Tuesday, 24 March 2015

Jonathan launches N300bn devt bank to boost long term lending

640x480xPRESIDENT-Goodluck-Jonathan.jpg.pagespeed.ic.jBjczD5xhJ

President Goodluck Jonathan yesterday formally launched the Development Bank of Nigeria (DBN) to support medium to long term lending and loans with duration of up to 10 years and moratorium period of up to 18 months.
He stated at the launch that the initiative would enable Micro, Small and Medium Enterprises (MSMEs) enjoy some breather before repaying borrowings and also allow them to match loans terms with longer term investment cycles.
This is even as he used the occasion to present a document entitled, “Jonathan’s Next Four Years: My Vision for a Nigeria that Works for All,” a plan that will build on the platforms his administration has laid in the last four years to deliver growth, prosperity, peace and justice for all.
The Federal Executive Council (FEC) had recently approved a multi-donor credits from the International Bank for Reconstruction and Development Bank, German and French Development Agencies in the sum of $500 million, $450 million, $200 million and $130 million for the establishment of the DBN.
The World Bank version of the loan, which is $500 million has a 21-year maturity period with five years grace period and on 4.25 per cent interest rate. The ADF version attracts 1 per cent interest rate and 30 years maturity period.
The adequately capitalised DBN, which will  lend to the specialised institutions, the Bank of Industry (BoI), the Bank of Agriculture (BoA) and the commercial banks for on lending to SMEs, will commence operations with a startup capital of $1.5 billion (about N300 billion), and is projected that the capital will increase to $5 billion (N1 trillion) in the medium term and ultimately to N2 trillion within 10 years.
In the first five years of operation, the DBN is expected to disburse over 200,000 new loans to MSMEs, and with each SME creating an average of five new jobs, it is expected that DBN will result in one million direct jobs being created, as well as several more indirect jobs.
In the same time period, DBN, alongside its partners, will also provide hands-on business training for over one million MSMEs, making them more bankable and thus more attractive for commercial bank lending.

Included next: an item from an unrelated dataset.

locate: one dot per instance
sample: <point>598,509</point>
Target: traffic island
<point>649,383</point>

It is projected that the contribution of MSMEs to Nigeria’s GDP will increase from the current 45 per cent, giving MSMEs increased access to finance, access to quality financial education and access to markets.

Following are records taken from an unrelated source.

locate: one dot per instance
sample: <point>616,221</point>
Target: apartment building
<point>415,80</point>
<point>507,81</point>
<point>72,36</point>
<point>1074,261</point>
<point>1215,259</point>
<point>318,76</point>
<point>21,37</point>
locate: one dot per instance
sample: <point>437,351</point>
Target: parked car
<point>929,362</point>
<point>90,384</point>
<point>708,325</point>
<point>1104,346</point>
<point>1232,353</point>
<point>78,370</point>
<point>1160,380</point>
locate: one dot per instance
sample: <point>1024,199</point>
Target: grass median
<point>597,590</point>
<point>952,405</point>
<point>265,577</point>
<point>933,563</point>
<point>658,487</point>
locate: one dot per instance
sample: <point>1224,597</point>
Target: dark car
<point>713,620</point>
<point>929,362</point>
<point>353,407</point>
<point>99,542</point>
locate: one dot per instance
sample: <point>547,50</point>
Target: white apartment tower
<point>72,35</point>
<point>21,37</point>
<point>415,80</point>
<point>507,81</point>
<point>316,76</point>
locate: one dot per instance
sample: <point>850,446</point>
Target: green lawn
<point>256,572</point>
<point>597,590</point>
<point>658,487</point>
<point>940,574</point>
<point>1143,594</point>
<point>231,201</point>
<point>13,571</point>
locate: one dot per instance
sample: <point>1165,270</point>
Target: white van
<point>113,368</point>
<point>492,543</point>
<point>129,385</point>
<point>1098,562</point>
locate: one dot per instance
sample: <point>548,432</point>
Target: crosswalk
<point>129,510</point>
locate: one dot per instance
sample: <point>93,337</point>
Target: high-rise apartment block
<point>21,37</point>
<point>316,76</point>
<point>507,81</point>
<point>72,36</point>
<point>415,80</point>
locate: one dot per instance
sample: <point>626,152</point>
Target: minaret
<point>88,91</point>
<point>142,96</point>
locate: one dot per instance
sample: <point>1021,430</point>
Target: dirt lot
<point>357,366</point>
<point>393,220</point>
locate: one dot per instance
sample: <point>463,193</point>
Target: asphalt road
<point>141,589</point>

Jonathan described the occasion as a happy one, especially coming a day after he interacted with some Nigerian youths who are not seeking jobs but are interested in creating jobs, who have already expressed their gratitude to government for the Youth Enterprise Innovation in Nigeria (YouWin) programme that provides them grants to start up their businesses or expand their businesses.
He said he was passionate about DBN as it represents a milestone in his administration’s efforts to empower MSMEs, which he says forms the backbone of Nigeria’s economy, adding that the men and women who own and operate them are true reflections of Nigeria’s strong enterprise and what defines us as a nation and a people.
According to President Jonathan, “our recent re-basing of our economy exercise confirms the importance of MSMEs sector for our national economy. Currently, Nigeria has 17 million of these businesses, which contribute about 45 per cent of our GDP and employ about six per cent of our labour force.
“Today we celebrate these great men and women who keep our communities ticking with the impact of their hard work and practical ingenuity.
“Although MSMEs are critical to our development but for so long, we have not done enough to sufficiently support them in terms of their struggle to grow. Indeed, though the MSMEs sector provides 66 per cent employment to our population, access to finance has remained a major obstacle. This hinders growth and ability to generate the much needed jobs that we require as a nation.
“Despite government interventions, MSMEs have constantly been denied access to loans, facilities, limiting lending to just five per cent across the country.
“Only the BoA and BoI have strong focus on agriculture and the MSMEs sector but even these two have shortfall in addressing lending largely due to corporate governance challenges and over-dependence on capital injection from government to sustain their operations.